I have generated a pcm file using your example and it plays fine using ffplay -f s16le -ar 16k
.
so I assume the pcm file is fine.
I've only seen it with AWS, as the other provide WAV/MP3 files only, no PCM option that I can tell. I see it could read using ffplay
, but can you read it in using tuneR
?
No, like you've said, tuneR
does not read it properly.

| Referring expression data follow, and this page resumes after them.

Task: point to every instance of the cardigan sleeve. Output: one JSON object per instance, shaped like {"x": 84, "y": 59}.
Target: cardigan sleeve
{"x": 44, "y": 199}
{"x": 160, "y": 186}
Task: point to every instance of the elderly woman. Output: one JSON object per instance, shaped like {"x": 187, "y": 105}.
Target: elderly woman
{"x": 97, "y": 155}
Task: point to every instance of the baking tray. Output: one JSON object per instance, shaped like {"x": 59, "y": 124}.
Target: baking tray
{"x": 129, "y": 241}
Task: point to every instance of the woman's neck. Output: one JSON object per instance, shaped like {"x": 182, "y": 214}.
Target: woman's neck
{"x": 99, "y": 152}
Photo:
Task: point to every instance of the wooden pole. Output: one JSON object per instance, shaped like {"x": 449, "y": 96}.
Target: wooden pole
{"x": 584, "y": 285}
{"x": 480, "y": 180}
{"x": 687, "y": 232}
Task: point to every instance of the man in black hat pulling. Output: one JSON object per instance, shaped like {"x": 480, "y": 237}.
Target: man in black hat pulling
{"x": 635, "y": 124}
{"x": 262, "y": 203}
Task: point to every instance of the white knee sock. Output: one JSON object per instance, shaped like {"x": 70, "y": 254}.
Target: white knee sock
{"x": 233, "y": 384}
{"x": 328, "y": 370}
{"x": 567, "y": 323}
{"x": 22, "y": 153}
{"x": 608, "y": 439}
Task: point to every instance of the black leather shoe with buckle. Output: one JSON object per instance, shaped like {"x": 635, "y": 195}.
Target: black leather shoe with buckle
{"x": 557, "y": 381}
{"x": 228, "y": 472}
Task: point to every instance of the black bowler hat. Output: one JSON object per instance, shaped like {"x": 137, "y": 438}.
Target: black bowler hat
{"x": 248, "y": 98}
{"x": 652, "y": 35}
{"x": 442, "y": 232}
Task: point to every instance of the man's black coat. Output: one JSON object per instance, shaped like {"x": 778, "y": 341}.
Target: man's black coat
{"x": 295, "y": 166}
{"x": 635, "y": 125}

Assuming the PCM file is fine, this is a bug (or just a non supported file type) on the tuneR
side.
As far as I can see, there is either something wrong with the PCM file from AWS (although it reads fine with ffplay
), or something wrong with tuneR
. In any case, resolving this issue is out of the scope of this package. Thanks for flagging it though.